Pesa come un macigno la crisi demografica di un Paese in cui l’età media è rappresentata dai 50 anni, un effetto a sua volta legato ad altre cause, che tutte insieme sconsigliano vivamente di fare figli: l’aumento del costo della vita, la precarietà del lavoro, la mancanza di servizi e livelli retributivi insufficienti per mantenere una famiglia.

Secondo l’Istat, dal 1993 in Italia muoiono ogni anno più persone di quante ne nascano e se la rotta non si inverte in tempi brevi, entro il 2070 gli italiani saranno ridotti a 47,2 milioni, 12 in meno di quelli attuali.
“Gli ultimi dati disponibili che ci consentono di effettuare un confronto tra il numero degli addetti e quello delle pensioni erogate agli italiani si riferiscono al 2022. Se allora il numero dei lavoratori dipendenti e degli autonomi sfiorava i 23,1 milioni, gli assegni corrisposti ai pensionati erano poco meno di 22,8 milioni (saldo pari a +327mila) – prosegue il documento della Ciga di Mestre - qualcuno potrebbe legittimamente osservare che rispetto al 2022 le cifre sono cambiate, in particolare quella riferita agli occupati. Obiezione più che condivisibile: il numero degli addetti in Italia è aumentato e in attesa che l’Inps aggiorni le proprie statistiche, è altrettanto ragionevole ritenere che anche il numero delle pensioni corrisposte in quest’ultimo anno e mezzo sia cresciuto, addirittura in misura superiore all’incremento dei lavoratori attivi”.

Scendendo nel dettaglio, Lecce – con una differenza di -97mila – è la provincia in cui la proporzione tra pensionati e lavoratori risulta più squilibrata, seguita Lecce, dove la differenza è -97 mila.
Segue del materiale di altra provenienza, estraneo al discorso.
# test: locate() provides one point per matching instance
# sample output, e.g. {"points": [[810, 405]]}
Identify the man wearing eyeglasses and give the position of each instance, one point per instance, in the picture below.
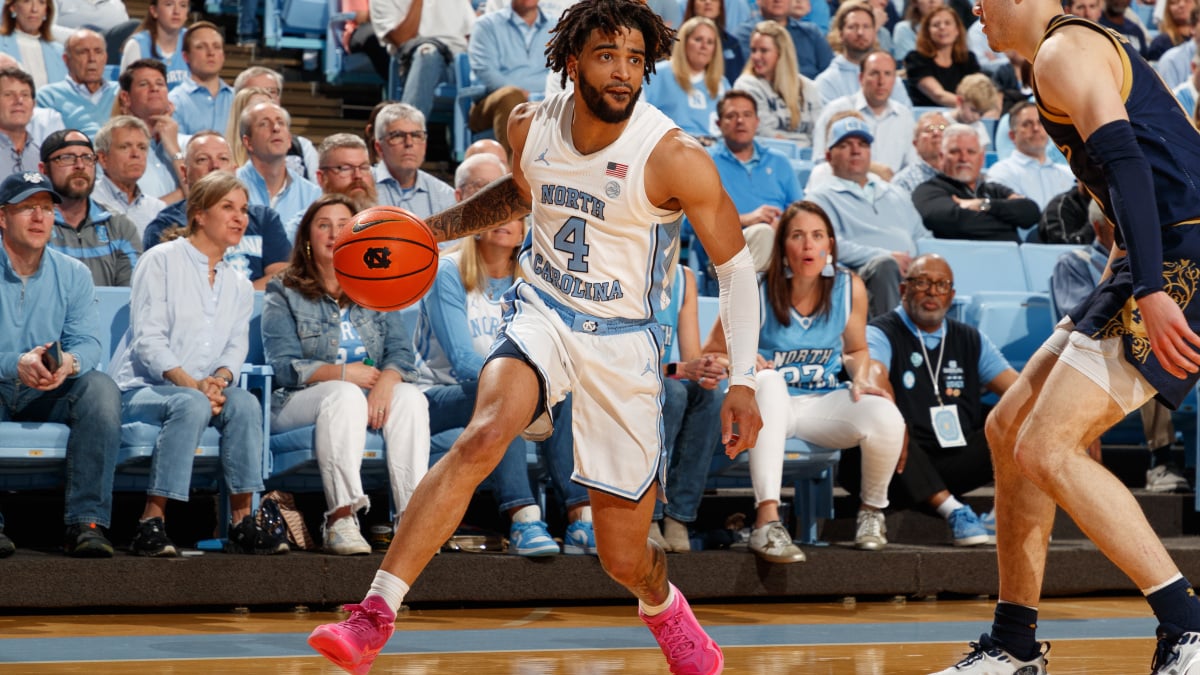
{"points": [[947, 454], [47, 304], [927, 139], [401, 142], [107, 244]]}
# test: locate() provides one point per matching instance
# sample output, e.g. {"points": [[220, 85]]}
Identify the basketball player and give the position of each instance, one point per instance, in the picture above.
{"points": [[1135, 151], [604, 177]]}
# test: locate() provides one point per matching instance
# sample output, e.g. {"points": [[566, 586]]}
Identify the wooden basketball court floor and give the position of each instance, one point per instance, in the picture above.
{"points": [[1089, 635]]}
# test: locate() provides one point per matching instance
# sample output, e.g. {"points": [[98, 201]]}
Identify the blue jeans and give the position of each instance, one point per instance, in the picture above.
{"points": [[91, 406], [427, 70], [450, 407], [183, 416], [691, 424]]}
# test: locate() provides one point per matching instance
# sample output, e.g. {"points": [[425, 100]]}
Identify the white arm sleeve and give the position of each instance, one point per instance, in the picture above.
{"points": [[739, 315]]}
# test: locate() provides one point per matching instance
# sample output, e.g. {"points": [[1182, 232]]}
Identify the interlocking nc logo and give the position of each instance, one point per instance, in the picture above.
{"points": [[377, 258]]}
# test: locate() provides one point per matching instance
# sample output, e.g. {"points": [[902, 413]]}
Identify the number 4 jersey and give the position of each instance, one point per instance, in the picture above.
{"points": [[600, 248]]}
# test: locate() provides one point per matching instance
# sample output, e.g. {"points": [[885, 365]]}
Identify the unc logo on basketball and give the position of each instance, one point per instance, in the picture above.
{"points": [[377, 258]]}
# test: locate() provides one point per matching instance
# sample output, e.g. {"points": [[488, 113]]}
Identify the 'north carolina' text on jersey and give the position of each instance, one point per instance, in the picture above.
{"points": [[600, 248]]}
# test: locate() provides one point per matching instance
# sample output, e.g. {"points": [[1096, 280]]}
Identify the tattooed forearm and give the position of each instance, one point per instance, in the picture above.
{"points": [[501, 202]]}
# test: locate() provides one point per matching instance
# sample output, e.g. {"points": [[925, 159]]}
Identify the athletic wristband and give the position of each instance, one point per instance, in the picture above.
{"points": [[1131, 183], [738, 306]]}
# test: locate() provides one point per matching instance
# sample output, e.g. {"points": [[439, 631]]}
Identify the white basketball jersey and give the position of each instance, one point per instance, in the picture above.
{"points": [[600, 248]]}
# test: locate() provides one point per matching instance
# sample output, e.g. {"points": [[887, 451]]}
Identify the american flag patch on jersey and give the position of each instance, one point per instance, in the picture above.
{"points": [[616, 171]]}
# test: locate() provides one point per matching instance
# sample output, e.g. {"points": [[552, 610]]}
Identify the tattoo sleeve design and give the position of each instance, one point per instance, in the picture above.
{"points": [[493, 205]]}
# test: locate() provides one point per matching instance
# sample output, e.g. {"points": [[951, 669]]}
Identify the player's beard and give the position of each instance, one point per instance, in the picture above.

Ma non sono da meno Napoli (-92mila), Messina (-87mila), Reggio Calabria (-85mila) e Palermo (-74mila).

“Va segnalato che l’elevato numero di assegni erogati nel Sud e nelle Isole non è ascrivibile all’eccessiva presenza delle pensioni di vecchiaia/anticipate, ma, invece, all’elevata diffusione dei trattamenti sociali o di inabilità. Un risultato preoccupante che dimostra con tutta la sua evidenza gli effetti provocati in questi ultimi decenni da quattro fenomeni strettamente correlati fra di loro: la denatalità, il progressivo invecchiamento della popolazione, un tasso di occupazione molto inferiore alla media UE e la presenza di troppi lavoratori irregolari. La combinazione di questi fattori ha ridotto progressivamente il numero dei contribuenti attivi e, conseguentemente, ingrossato la platea dei percettori di welfare. Un problema che non riguarda solo l’Italia ma attanaglia tutti i principali paesi del mondo occidentale”.
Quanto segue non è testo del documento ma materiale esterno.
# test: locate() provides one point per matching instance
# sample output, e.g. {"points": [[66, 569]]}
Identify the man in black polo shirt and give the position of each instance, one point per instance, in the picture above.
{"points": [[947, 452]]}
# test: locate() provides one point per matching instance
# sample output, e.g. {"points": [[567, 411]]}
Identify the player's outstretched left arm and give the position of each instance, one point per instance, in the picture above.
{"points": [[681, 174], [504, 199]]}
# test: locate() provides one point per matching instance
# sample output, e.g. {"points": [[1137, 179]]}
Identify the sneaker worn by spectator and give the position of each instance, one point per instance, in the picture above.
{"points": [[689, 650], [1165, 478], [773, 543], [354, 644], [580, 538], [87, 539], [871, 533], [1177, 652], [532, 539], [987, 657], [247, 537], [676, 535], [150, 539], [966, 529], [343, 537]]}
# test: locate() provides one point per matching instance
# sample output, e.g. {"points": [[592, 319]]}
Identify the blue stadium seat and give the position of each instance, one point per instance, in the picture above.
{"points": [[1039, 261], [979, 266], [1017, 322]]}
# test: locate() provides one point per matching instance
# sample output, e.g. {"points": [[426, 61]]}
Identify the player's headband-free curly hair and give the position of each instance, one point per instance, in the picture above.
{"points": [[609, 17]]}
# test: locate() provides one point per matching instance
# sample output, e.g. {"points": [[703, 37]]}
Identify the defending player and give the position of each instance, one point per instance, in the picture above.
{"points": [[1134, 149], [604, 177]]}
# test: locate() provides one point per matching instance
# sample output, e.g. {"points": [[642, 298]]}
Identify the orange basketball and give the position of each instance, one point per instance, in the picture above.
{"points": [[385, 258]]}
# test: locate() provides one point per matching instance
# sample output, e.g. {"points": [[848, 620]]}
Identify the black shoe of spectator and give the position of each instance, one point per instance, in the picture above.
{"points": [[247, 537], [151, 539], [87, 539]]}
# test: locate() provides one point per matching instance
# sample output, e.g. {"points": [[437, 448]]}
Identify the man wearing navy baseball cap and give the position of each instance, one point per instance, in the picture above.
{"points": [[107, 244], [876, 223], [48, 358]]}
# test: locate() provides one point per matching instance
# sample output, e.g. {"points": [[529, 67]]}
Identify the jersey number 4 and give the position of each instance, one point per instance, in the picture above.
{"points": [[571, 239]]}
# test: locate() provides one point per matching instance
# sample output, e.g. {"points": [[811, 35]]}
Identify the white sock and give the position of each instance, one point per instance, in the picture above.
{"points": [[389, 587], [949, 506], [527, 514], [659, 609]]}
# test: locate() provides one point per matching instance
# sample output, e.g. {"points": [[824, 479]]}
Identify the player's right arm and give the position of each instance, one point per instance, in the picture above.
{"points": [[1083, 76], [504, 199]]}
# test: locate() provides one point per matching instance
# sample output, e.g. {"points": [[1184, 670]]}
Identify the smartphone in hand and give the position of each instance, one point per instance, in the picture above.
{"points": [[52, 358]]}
E nei prossimi anni, come accennato, la situazione è destinata a peggiorare, con uno tsunami che travolgerà anche le zone d’Italia più economicamente avanzate. I segnali ci sono tutti e al momento riguardano 11 province settentrionali che registrano un numero di pensioni superiori alle buste paga: Sondrio (-1.000), Gorizia (-2mila), Imperia (-4mila), La Spezia (-6mila), Vercelli (-8mila), Rovigo (-9mila), Savona (-12mila), Biella (-13mila), Alessandria (-13mila), Ferrara (-15mila) e Genova (-20mila). “Tutte le 4 province della Liguria presentano un risultato anticipato dal segno meno, mentre in Piemonte sono tre su otto. Delle 107 province d’Italia monitorate solo 47 presentano un saldo positivo, mentre le uniche realtà territoriali del Mezzogiorno che registrano una differenza con segno più sono Cagliari (+10mila) e Ragusa (+9mila)”. La realtà più virtuosa d’Italia è la Città metropolitana di Milano (+342mila), seguita da Roma (+326mila), Brescia (+107mila), Bergamo (+90mila), Bolzano (+87mila), Verona (+86mila) e Firenze (+77 mila).
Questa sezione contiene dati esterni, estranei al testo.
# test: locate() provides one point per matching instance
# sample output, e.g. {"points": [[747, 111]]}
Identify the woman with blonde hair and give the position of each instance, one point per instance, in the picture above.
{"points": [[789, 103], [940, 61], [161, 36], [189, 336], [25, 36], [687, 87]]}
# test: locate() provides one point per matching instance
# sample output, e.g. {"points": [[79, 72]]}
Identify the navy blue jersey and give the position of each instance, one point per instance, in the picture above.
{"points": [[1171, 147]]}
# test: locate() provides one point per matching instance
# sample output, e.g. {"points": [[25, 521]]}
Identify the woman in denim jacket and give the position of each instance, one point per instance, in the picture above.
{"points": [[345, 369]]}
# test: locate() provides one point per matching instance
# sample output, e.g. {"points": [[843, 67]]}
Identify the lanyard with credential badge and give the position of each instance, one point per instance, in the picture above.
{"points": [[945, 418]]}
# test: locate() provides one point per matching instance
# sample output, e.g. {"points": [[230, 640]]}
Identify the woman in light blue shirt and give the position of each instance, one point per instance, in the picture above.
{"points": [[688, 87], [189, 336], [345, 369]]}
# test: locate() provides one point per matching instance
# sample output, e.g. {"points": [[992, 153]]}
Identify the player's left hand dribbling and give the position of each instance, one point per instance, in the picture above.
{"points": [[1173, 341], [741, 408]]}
“Con tanti pensionati e pochi operai e impiegati, la spesa pubblica non potrà che aumentare, mentre le entrate fiscali sono destinate a scendere e questo trend, nel giro di pochi anni, minerà l’equilibrio dei nostri conti pubblici - conclude Renato Mason, segretario della Cgia di Mestre - per invertire la tendenza dobbiamo aumentare la platea degli occupati, facendo emergere i lavoratori in nero e aumentando i tassi di occupazione di giovani e donne che in Italia continuano a rimanere fra i più bassi d’Europa”.